US West Texas Intermediate (WTI) crude futures for March delivery rose 0.16% to $63.41 a barrel. Meanwhile, March futures, the benchmark for oil prices outside the US, were last quited down 0.81% to $68.75 a barrel.
OPEC and non-OPEC oil producers aim to continue production cooperation after the end of 2018 in some form, Saudi Arabian energy minister Khalid al-Falih said on Sunday.
“There is a readiness to continue cooperation beyond 2018… The mechanism hasn’t been determined yet, but there is a consensus to continue,” Falih said after a meeting of the joint ministerial committee which oversees implementation of the cuts. But Falih cautioned about the low-demand period ahead – a normal season of refinery turnarounds, particularly on the US Gulf Coast.
“We are entering a low demand period seasonally, and we have to let that pass and see how inventories look in the second half before we consider any alteration” to current policy, he said.
In the week ahead, market participants will eye fresh weekly information on U.S. stockpiles of crude and refined products on Tuesday and Wednesday, if released, to further weigh what the impact of recent storm activity was on supply and demand.
Last week, oil prices posted their first weekly loss in five weeks after settling lower for the second straight session on Friday, as traders fretted over a sharp rebound in U.S. production.
The International Energy Agency (IEA), in its monthly report Friday, warned that rapidly increasing production in the United States would offset a raft of positive factors supporting oil prices including ongoing OPEC output cuts.
The IEA said it expects U.S. output levels to soon exceed 10 million barrels per day (bpd), overtaking OPEC behemoth Saudi Arabia and rivaling Russia. production stood at 9.75 million bpd on Jan. 12, data from the Energy Information Administration showed.
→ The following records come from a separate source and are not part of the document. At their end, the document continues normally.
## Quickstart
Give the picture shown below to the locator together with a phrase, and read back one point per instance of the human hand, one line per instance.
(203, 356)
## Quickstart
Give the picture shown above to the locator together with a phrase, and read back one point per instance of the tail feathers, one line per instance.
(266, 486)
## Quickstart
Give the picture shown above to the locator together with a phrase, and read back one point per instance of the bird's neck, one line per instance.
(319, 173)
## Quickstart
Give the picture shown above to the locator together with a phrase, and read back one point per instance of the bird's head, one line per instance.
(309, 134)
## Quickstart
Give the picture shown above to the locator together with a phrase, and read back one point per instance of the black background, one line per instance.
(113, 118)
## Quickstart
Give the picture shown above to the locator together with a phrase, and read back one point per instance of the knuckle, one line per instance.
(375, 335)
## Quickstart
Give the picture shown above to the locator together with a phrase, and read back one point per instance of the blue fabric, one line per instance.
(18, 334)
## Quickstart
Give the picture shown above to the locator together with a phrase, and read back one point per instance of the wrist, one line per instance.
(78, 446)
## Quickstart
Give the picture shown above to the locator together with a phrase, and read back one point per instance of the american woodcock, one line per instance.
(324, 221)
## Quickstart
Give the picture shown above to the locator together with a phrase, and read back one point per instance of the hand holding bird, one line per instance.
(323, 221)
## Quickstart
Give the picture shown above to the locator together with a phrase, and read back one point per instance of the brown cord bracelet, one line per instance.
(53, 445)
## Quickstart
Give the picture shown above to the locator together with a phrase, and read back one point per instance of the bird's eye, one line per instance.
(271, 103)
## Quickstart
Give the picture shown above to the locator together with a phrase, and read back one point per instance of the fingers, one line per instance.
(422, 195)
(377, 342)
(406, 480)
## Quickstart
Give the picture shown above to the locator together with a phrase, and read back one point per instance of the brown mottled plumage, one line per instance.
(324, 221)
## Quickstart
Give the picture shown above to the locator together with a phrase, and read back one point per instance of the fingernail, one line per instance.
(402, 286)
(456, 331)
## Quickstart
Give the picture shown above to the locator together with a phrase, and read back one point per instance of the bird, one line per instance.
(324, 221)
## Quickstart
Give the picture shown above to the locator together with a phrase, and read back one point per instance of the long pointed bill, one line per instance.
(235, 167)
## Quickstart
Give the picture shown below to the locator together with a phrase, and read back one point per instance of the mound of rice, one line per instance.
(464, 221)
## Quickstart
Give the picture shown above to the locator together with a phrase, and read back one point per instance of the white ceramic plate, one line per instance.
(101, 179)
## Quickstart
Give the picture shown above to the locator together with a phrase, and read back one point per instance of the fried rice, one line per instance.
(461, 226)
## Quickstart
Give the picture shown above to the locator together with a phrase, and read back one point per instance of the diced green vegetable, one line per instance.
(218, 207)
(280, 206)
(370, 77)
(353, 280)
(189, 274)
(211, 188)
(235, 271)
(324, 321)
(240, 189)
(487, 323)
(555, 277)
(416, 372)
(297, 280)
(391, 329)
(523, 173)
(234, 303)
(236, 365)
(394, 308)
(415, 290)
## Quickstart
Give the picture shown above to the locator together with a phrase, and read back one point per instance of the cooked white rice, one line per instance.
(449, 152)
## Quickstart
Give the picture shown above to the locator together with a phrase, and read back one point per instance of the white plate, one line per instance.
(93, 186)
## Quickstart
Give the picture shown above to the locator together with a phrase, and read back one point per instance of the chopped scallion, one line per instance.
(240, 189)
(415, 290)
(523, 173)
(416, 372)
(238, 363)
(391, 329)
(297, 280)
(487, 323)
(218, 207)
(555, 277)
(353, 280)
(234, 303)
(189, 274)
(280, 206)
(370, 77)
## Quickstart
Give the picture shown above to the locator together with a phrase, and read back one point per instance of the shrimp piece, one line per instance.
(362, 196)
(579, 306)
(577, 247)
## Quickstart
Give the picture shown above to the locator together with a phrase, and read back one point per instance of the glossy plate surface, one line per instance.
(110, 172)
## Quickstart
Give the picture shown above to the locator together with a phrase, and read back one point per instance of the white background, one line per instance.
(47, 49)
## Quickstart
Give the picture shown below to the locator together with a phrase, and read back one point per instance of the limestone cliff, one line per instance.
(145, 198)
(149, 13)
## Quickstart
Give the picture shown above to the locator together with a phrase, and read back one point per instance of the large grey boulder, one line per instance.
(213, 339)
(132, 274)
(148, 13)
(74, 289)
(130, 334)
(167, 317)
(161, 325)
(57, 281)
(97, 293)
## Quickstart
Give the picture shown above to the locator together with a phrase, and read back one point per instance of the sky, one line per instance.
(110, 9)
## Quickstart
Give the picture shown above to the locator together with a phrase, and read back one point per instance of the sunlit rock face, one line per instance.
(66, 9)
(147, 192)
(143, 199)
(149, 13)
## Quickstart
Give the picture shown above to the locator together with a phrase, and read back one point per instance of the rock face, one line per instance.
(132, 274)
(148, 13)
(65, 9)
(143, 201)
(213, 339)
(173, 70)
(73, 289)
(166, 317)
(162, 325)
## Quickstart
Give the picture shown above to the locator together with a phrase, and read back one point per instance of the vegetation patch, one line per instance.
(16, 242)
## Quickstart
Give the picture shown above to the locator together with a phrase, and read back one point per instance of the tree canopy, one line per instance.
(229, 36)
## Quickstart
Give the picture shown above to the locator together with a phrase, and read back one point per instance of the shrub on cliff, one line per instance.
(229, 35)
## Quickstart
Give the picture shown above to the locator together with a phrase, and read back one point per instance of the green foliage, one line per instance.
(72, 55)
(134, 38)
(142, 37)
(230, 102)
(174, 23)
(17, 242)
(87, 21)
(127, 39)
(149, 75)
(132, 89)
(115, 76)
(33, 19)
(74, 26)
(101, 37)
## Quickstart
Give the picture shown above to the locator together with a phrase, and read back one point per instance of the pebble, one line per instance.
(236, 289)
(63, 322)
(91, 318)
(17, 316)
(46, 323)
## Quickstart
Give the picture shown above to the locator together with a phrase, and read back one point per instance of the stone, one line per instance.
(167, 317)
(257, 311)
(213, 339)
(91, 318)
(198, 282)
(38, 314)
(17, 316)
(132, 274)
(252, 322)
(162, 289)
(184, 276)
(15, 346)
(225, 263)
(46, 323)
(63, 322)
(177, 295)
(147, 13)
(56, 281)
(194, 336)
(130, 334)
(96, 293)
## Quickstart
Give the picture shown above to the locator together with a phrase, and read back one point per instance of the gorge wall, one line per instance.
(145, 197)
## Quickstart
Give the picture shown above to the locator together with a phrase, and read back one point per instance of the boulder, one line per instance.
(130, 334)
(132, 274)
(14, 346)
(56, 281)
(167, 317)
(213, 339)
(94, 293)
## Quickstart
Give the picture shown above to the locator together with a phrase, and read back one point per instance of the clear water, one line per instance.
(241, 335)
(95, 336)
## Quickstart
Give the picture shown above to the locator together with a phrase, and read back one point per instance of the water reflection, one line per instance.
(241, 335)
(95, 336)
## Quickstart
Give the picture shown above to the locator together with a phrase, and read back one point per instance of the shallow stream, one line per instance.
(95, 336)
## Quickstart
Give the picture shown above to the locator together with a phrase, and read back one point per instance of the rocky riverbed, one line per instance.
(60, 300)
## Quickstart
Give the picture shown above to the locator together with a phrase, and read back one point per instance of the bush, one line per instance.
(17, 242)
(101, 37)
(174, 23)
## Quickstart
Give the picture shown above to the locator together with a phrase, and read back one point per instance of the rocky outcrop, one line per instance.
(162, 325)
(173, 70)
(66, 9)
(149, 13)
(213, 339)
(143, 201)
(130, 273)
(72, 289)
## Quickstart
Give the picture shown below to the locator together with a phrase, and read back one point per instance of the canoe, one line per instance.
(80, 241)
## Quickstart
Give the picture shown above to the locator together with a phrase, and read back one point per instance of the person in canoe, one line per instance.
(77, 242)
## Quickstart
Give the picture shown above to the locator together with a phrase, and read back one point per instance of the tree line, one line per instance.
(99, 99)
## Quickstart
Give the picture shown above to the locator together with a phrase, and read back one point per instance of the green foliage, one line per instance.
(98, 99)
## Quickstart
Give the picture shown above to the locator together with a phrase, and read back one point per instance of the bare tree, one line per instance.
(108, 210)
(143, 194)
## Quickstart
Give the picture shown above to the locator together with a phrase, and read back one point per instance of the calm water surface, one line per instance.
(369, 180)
Oil prices have added around 10% since early December, benefiting from production cut efforts led by the Organization of the Petroleum Exporting Countries and Russia. The producers agreed in December to extend current oil output cuts until the end of 2018.
The deal to cut oil output by 1.8 million barrels a day (bpd) was adopted last winter by OPEC, Russia and nine other global producers. The agreement was due to end in March 2018, having already been extended once.
However, analysts and traders have warned that the recent rally could encourage U.S. shale oil producers to ramp up production as they look to take advantage of higher prices.